WE were the only customers in Miss Saigon during a late Friday lunch.
It was a bit like a magical cavern with rows of colourful silk lanterns multiplied by mirrors on the raw brick walls.
The surreal vibe in the Vietnamese restaurant was enhanced by the crazy straws, fruit and umbrellas in our fresh juices ($6.90)
Our waiter looked about 12, and her shy smile was as charming as the lanterns.
Although most lunch dishes were modestly priced at about $13 they were a bit beef heavy (including the intriguing “shaking beef”) so we asked to order from the main menu instead.

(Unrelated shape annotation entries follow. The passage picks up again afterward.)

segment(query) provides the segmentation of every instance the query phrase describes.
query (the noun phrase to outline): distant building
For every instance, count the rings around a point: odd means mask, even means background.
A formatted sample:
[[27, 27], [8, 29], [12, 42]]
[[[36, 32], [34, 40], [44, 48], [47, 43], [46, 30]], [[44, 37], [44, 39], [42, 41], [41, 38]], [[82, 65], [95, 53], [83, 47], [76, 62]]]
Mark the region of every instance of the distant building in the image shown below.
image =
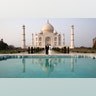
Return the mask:
[[93, 48], [96, 48], [96, 37], [93, 38]]
[[[70, 34], [70, 48], [74, 48], [74, 26], [71, 26]], [[23, 25], [23, 34], [22, 34], [22, 49], [26, 48], [25, 43], [25, 25]], [[47, 23], [42, 27], [41, 31], [38, 34], [32, 33], [32, 47], [45, 47], [46, 45], [53, 47], [64, 47], [65, 45], [65, 35], [59, 34], [55, 31], [54, 27], [47, 21]]]

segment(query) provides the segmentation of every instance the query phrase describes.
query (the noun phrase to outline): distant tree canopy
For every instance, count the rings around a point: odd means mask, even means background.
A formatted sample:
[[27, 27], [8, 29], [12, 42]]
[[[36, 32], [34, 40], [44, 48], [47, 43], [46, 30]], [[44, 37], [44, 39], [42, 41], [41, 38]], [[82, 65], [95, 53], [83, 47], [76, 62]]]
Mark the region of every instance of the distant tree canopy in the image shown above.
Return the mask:
[[0, 50], [6, 50], [8, 49], [8, 44], [3, 42], [3, 39], [0, 41]]

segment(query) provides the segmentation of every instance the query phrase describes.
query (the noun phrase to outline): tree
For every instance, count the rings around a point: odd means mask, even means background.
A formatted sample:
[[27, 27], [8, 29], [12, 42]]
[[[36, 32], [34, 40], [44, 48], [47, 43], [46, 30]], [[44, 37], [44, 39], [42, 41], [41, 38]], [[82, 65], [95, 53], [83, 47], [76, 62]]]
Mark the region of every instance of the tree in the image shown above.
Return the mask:
[[0, 50], [8, 49], [8, 44], [3, 42], [3, 39], [0, 41]]

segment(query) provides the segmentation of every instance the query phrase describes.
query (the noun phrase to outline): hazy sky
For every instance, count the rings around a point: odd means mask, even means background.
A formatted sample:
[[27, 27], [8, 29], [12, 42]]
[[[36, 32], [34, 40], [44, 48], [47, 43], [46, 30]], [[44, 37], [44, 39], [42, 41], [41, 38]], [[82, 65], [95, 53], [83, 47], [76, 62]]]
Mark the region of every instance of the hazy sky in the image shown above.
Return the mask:
[[9, 45], [21, 46], [24, 24], [26, 45], [31, 45], [31, 34], [39, 33], [47, 20], [58, 33], [65, 34], [65, 45], [70, 45], [70, 26], [74, 25], [75, 46], [92, 46], [92, 39], [96, 37], [95, 18], [4, 18], [0, 19], [0, 39]]

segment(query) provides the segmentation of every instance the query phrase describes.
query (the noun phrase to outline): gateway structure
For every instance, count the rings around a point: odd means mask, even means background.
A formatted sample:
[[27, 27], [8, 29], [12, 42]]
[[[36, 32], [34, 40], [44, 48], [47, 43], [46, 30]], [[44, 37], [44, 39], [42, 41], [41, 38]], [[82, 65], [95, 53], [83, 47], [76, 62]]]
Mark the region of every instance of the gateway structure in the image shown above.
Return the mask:
[[[25, 25], [23, 25], [23, 37], [22, 37], [22, 48], [25, 46]], [[45, 46], [53, 47], [64, 47], [65, 46], [65, 36], [64, 34], [59, 34], [55, 31], [54, 27], [47, 21], [47, 23], [42, 27], [41, 32], [38, 34], [32, 33], [32, 47], [45, 48]], [[71, 26], [71, 40], [70, 48], [74, 48], [74, 26]]]

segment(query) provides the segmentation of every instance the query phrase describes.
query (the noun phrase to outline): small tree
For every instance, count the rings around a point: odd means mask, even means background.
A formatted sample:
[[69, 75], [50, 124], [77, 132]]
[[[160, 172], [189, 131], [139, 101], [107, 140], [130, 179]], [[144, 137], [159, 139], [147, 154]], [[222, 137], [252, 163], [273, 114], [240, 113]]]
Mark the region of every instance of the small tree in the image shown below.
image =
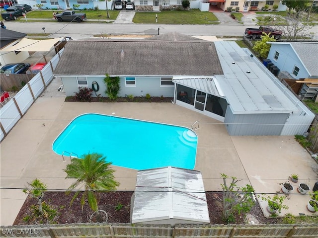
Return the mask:
[[118, 76], [111, 77], [108, 74], [106, 75], [106, 78], [104, 79], [104, 82], [107, 87], [105, 92], [108, 94], [109, 99], [113, 100], [117, 98], [120, 90], [120, 79]]
[[39, 212], [42, 214], [43, 213], [43, 210], [42, 208], [42, 199], [44, 196], [44, 192], [47, 190], [47, 186], [42, 182], [38, 178], [36, 178], [31, 183], [28, 182], [28, 184], [31, 188], [25, 188], [22, 191], [24, 193], [29, 194], [37, 199]]
[[248, 212], [254, 205], [254, 189], [249, 184], [239, 187], [237, 183], [241, 179], [233, 176], [231, 177], [232, 181], [228, 185], [227, 179], [229, 177], [224, 173], [221, 173], [221, 175], [223, 179], [223, 183], [221, 184], [223, 190], [223, 220], [234, 222], [236, 214], [240, 215]]
[[[99, 154], [83, 155], [83, 159], [74, 158], [64, 171], [67, 174], [66, 179], [75, 179], [69, 187], [73, 190], [83, 185], [84, 192], [80, 199], [81, 210], [87, 200], [91, 210], [98, 214], [98, 206], [95, 195], [96, 190], [115, 190], [119, 183], [114, 179], [114, 169], [109, 168], [111, 162], [106, 162], [106, 157]], [[77, 191], [71, 201], [72, 205], [80, 193]]]
[[266, 59], [267, 58], [269, 49], [270, 49], [270, 45], [267, 44], [268, 41], [276, 41], [273, 36], [270, 36], [270, 32], [268, 34], [265, 32], [263, 32], [263, 36], [261, 36], [262, 39], [257, 41], [253, 46], [253, 50], [258, 53], [262, 59]]
[[188, 0], [183, 0], [182, 1], [182, 6], [185, 8], [189, 7], [190, 6], [190, 1]]

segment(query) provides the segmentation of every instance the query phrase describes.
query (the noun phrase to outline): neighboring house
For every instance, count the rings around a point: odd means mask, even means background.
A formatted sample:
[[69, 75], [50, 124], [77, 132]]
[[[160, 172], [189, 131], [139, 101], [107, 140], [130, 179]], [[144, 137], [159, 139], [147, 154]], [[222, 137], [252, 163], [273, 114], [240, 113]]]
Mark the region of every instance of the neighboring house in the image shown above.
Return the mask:
[[318, 77], [318, 42], [268, 42], [267, 59], [295, 79]]
[[1, 37], [0, 37], [1, 44], [0, 67], [7, 64], [22, 62], [30, 56], [28, 52], [6, 51], [5, 50], [6, 48], [18, 44], [21, 39], [26, 36], [26, 34], [0, 28], [0, 35], [1, 35]]
[[210, 224], [199, 171], [170, 166], [139, 170], [131, 200], [132, 224]]
[[107, 96], [105, 75], [118, 76], [119, 96], [173, 97], [176, 104], [224, 122], [231, 135], [306, 132], [314, 114], [250, 54], [234, 42], [177, 33], [71, 41], [54, 75], [67, 96], [96, 82], [96, 95]]

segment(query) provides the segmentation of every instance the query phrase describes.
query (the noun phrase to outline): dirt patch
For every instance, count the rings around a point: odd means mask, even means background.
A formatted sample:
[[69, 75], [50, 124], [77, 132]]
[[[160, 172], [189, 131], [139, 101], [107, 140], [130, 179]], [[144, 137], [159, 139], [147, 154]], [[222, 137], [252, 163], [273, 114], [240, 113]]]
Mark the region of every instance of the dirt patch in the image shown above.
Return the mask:
[[[130, 199], [132, 191], [100, 192], [98, 194], [98, 209], [107, 213], [109, 223], [129, 223], [130, 222]], [[88, 205], [85, 204], [82, 211], [80, 206], [80, 195], [74, 201], [72, 207], [70, 203], [74, 193], [67, 195], [64, 192], [46, 192], [44, 200], [57, 210], [56, 217], [51, 223], [56, 224], [82, 223], [88, 222], [93, 213]], [[210, 220], [212, 224], [226, 224], [222, 220], [223, 200], [220, 192], [207, 192], [207, 201]], [[35, 221], [26, 219], [30, 217], [31, 205], [36, 205], [36, 200], [28, 196], [18, 214], [13, 225], [31, 225], [47, 223], [47, 221]], [[238, 215], [236, 223], [238, 224], [274, 224], [280, 219], [267, 219], [264, 217], [256, 203], [246, 216]]]

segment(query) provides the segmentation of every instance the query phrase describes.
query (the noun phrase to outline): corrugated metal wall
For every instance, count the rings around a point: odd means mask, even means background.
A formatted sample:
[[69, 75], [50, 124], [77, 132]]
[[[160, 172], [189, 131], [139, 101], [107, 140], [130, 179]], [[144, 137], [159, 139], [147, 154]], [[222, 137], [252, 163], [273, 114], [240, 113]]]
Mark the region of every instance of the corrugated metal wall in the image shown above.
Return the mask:
[[230, 136], [279, 136], [288, 115], [288, 114], [234, 114], [228, 108], [224, 124]]

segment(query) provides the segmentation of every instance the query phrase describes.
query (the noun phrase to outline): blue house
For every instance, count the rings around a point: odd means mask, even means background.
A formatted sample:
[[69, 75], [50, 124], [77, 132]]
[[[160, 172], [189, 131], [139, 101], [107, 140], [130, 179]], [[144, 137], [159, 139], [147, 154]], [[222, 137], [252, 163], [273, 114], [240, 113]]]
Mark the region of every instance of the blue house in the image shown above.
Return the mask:
[[267, 59], [295, 79], [318, 76], [318, 42], [268, 42]]

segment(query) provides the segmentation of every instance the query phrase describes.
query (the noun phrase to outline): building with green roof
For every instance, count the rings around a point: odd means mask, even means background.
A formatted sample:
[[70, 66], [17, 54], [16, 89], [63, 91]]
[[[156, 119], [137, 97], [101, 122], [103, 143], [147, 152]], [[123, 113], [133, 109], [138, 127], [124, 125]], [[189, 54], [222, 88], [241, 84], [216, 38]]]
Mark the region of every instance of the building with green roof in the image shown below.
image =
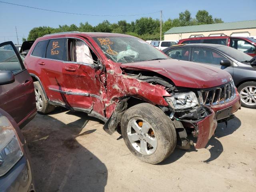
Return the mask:
[[222, 35], [256, 38], [256, 20], [173, 27], [165, 32], [164, 35], [164, 40]]

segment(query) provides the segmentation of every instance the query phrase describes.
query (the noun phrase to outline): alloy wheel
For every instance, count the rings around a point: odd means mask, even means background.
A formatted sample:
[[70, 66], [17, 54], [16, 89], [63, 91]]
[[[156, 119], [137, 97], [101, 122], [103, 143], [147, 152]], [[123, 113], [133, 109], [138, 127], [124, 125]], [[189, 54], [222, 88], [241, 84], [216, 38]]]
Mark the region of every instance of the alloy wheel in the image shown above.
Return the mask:
[[36, 108], [38, 109], [41, 109], [43, 107], [43, 99], [42, 95], [38, 91], [38, 90], [36, 88], [35, 88], [35, 94], [36, 94]]
[[144, 120], [133, 118], [127, 124], [127, 136], [132, 146], [144, 155], [153, 154], [156, 149], [157, 139], [154, 129]]
[[242, 102], [249, 105], [256, 105], [256, 87], [247, 86], [240, 92]]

Our young waiter scurried off and then returned to say it was okay with the chef.
A serve of spring rolls ($6) started our culinary trip down the Mekong River. They were hot and flavoursome, boding well for the dishes that followed in quick succession.
The chewy bean curd pieces in the dau hu xao ca chua ($15.90) were smothered in a rich in-house tomato sauce, which had a delicious sweet-and-sour tang.
Our favourite dish was the mi xao chay (stir fried egg noodles $15.90). I’d love to know how the chef gave the soft noodles that terrific chargrilled flavour.
Last, but in no way least, was the rau xao thap cam ($13.90).
The seasonal green vegetables were cooked to perfection with just the right amount of crunch and salt.
Feeling guilty at ordering so much food, I’d told the waiter we’d be taking some home.
But everything was so damn good we couldn’t stop, and pretty soon only a trace of sauce was left on the plates.